Exxon began oil operations in Nigeria in the 1950s and, alongside Shell, helped create the oil industry that has become the bedrock of the Nigerian economy. Production in the Niger Delta swamps has generated billions of dollars in revenue for the companies and the government, but it has also produced corruption, violence and criminality that international oil groups find increasingly difficult to manage. In response, ExxonMobil and Shell have announced plans over the past two years to end their onshore operations while continuing offshore projects. The planned divestments provide an opportunity for local producers such as Seplat to expand, though both companies have been criticised for leaving behind environmental, social and operational problems.
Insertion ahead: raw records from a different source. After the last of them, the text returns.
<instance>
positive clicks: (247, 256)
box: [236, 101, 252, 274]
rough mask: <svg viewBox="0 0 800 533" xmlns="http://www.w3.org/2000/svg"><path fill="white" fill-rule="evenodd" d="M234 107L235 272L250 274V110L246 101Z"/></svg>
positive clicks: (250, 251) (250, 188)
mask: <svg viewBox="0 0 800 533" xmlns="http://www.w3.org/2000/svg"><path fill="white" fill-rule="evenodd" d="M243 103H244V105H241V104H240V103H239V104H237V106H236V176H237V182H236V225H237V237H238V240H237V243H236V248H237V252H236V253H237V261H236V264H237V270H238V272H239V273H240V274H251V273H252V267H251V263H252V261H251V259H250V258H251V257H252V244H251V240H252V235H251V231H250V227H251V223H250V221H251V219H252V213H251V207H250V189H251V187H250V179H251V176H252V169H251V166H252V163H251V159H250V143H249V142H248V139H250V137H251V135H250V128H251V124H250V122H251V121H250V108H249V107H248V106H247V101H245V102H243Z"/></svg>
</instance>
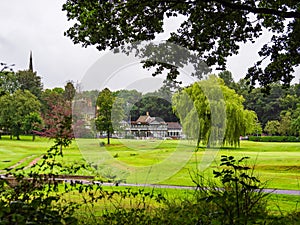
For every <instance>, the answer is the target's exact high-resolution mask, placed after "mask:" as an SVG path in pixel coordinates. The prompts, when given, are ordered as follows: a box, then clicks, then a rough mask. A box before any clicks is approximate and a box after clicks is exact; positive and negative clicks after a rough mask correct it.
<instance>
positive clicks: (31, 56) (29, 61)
mask: <svg viewBox="0 0 300 225" xmlns="http://www.w3.org/2000/svg"><path fill="white" fill-rule="evenodd" d="M29 71H31V72H33V64H32V51H30V57H29Z"/></svg>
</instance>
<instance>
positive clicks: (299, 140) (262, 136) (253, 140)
mask: <svg viewBox="0 0 300 225" xmlns="http://www.w3.org/2000/svg"><path fill="white" fill-rule="evenodd" d="M249 141H260V142H299V141H300V138H299V137H294V136H250V137H249Z"/></svg>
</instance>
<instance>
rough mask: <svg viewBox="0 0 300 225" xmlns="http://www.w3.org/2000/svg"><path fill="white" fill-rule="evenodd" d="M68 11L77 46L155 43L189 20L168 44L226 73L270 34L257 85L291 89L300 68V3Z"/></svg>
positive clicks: (120, 45)
mask: <svg viewBox="0 0 300 225" xmlns="http://www.w3.org/2000/svg"><path fill="white" fill-rule="evenodd" d="M63 10H65V11H66V12H67V17H68V19H69V20H72V21H73V25H72V26H71V27H70V28H69V29H68V30H67V31H66V33H65V34H66V35H67V36H68V37H70V38H71V39H72V40H73V42H74V43H81V44H82V45H83V46H85V47H86V46H89V45H95V46H96V47H97V49H99V50H106V49H113V48H115V47H119V46H121V45H124V44H127V43H133V42H138V41H146V40H153V39H154V38H155V37H156V36H157V34H159V33H162V32H163V31H164V28H163V25H164V19H165V18H166V17H168V18H174V17H178V16H179V15H183V16H184V19H183V21H182V23H181V25H180V27H178V29H177V30H176V31H175V32H172V33H171V34H170V36H169V38H168V39H167V40H168V41H170V42H172V43H175V44H178V45H180V46H182V47H185V48H187V49H189V50H191V51H194V52H196V53H197V54H198V57H199V58H201V59H203V60H204V61H205V62H206V63H207V65H208V66H212V65H217V66H218V67H219V68H220V69H225V68H226V61H227V58H228V57H229V56H231V55H235V54H238V52H239V48H240V44H241V43H246V42H255V40H256V39H257V38H258V37H260V36H261V35H262V33H263V31H264V30H267V31H269V32H271V33H272V37H271V39H270V40H269V41H268V42H266V43H265V44H264V45H263V47H262V49H261V50H260V51H259V52H258V54H259V56H260V57H261V59H260V60H259V61H258V62H254V64H253V66H252V67H251V68H249V69H248V74H247V78H249V81H250V83H251V84H252V85H254V84H255V83H256V82H257V81H258V82H259V83H260V84H261V85H262V86H265V87H268V85H269V84H270V83H272V82H275V81H281V82H283V83H284V84H289V83H290V82H291V80H292V78H293V77H294V76H293V72H294V68H295V67H297V66H299V63H300V4H299V1H298V0H286V1H278V0H206V1H203V0H191V1H186V0H167V1H166V0H165V1H148V0H105V1H98V0H84V1H82V0H81V1H78V0H67V1H66V3H65V4H64V6H63ZM263 61H265V62H266V63H267V66H266V67H263V66H262V62H263ZM155 63H156V62H155ZM148 66H149V65H148ZM152 66H153V65H152ZM164 66H166V65H164ZM169 69H170V68H169ZM171 69H172V70H174V68H171ZM175 77H176V73H175Z"/></svg>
Shell’s planned divestment of its Nigeria assets is on hold pending the resolution of its appeal against a court order to pay $1.95 billion in damages after a 2019 oil spill. Seplat reached an agreement to buy Exxon’s shallow‑water assets in February last year, but the deal was thrown into doubt after the Nigerian National Petroleum Company Limited (NNPCL), the state oil company, secured a court order barring Exxon from selling the four licences. Exxon operates the permits in partnership with NNPCL, which argued it had a contractual right of pre‑emptive purchase.
Seplat, listed in both London and Lagos, had welcomed Buhari’s decision, describing the deal as “a transformational transaction” that would create “one of the largest independent energy companies” on both stock exchanges. The acquisition would have increased Seplat’s oil production by roughly 95,000 barrels a day, tripling its output. Buhari also said the deal would boost Nigeria’s ambitions to attract more foreign direct investment in the energy sector.
In the short term, Exxon and Seplat are expected to work together to boost production at the four fields, helping Africa’s largest oil producer meet its OPEC quota of 1.8 million barrels a day. Nigeria has struggled to meet this target because of pipeline vandalism and theft in the Niger Delta region.